VEXTEC Receives Phase I SBIR Award from USAF to Advance Modeling of Surface Corrosion

USAF SealThe development of new corrosion resistant designs is essential  to build, maintain, and sustain the United States Air Force (USAF) fleet well through the twenty-first century. Current aerospace designs which include extensive use of light-weight, high strength aluminum alloys are highly susceptible to the effects of corrosion making this of great importance to the USAF.   Therefore, the primary objective of this Small Business Innovation Research (SBIR) topic, awarded to VEXTEC, will be to show the feasibility of advanced modeling for simulating and predicting surface corrosion leading to fatigue damage.

A limiting factor in the current approach for predicting corrosion influenced part life is that corrosion and fatigue failure mechanisms are modeled separately rather than together. Seldom are synergistic damage processes of corrosion and fatigue explicitly modeled in commercially available software applications used by OEMs. However, recent developments in unified fatigue modeling are bringing corrosion and fatigue modeling techniques together by reducing the size of the initial surface flaw in damage tolerance analysis to create a total fatigue life approach that can address the microstructure of the corroded surface.

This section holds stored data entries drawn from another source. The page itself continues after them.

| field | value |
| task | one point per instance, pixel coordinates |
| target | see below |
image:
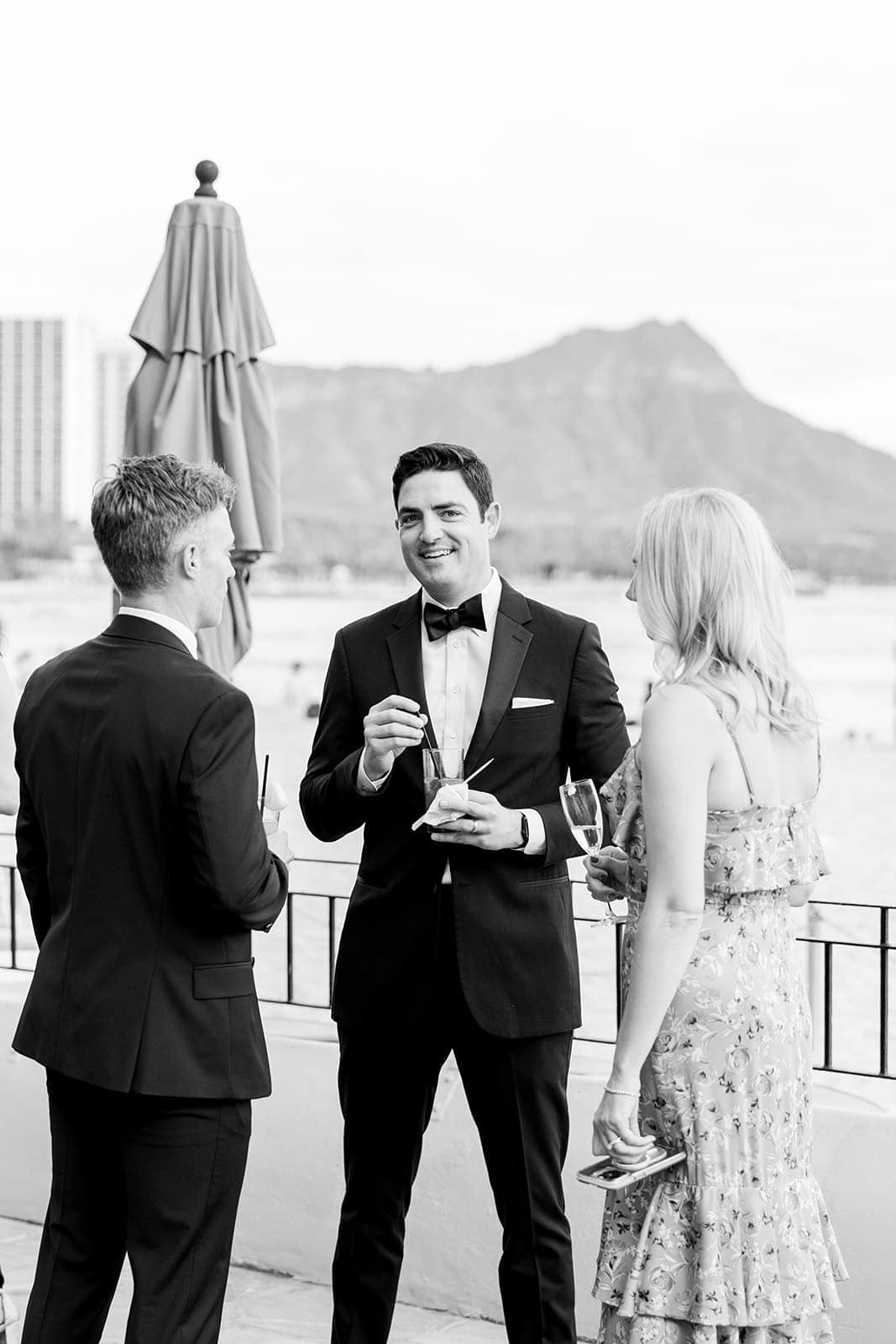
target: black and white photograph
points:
(448, 672)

“We are extremely pleased to be recognized with this highly competitive award from the USAF,” said Dr. Robert Tryon (CTO, Co-Founder of VEXTEC).  “Not only is this an important step for the USAF in designing a corrosive resistant fleet of the future, but for VEXTEC as we continue to add modules and functionality to our proprietary Virtual Life Management® (VLM®) software.”

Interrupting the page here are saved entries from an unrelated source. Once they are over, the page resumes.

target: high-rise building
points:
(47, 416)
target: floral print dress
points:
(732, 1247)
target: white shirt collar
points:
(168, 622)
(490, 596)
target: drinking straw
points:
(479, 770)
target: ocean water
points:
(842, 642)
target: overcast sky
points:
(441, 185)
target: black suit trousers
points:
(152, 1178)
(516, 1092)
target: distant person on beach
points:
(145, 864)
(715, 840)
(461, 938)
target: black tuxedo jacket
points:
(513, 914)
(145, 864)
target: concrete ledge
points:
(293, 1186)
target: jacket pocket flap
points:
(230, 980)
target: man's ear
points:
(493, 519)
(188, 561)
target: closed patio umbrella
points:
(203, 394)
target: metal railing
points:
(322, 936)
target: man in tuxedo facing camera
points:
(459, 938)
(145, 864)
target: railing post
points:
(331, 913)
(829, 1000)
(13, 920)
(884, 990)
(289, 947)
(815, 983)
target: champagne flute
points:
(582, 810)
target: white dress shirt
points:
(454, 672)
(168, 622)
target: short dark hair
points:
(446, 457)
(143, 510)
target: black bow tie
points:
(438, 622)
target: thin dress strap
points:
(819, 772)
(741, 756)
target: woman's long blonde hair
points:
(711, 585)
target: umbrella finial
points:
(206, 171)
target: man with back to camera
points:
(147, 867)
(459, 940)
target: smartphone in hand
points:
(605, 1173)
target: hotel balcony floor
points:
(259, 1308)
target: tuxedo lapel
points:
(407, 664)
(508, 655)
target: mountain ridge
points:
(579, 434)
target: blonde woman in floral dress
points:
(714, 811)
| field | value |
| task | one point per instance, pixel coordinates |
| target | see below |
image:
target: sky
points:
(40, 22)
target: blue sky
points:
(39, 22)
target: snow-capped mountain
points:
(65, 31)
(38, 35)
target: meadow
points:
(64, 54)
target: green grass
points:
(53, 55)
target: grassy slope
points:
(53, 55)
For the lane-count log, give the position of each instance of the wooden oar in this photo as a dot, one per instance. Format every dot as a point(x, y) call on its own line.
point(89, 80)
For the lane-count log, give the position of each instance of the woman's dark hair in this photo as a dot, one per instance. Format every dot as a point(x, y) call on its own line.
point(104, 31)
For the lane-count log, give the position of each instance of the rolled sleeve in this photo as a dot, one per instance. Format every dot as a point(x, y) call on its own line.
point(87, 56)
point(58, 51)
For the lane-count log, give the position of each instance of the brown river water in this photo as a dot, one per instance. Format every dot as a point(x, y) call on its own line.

While the primary goal of Phase I is to demonstrate the conceptual design of a corrosion fatigue prediction tool, the overall goal of the SBIR program is to develop mature technologies that can be commercialized for sale in the private sector and/or military markets. To this end, VEXTEC has developed a roadmap for this technology that will take this concept from Phase I demonstration to a valuable asset for the defense and aerospace industry. Ultimately, this technology will enable alloy by design in support of all new reliable and sustainable aircraft designs.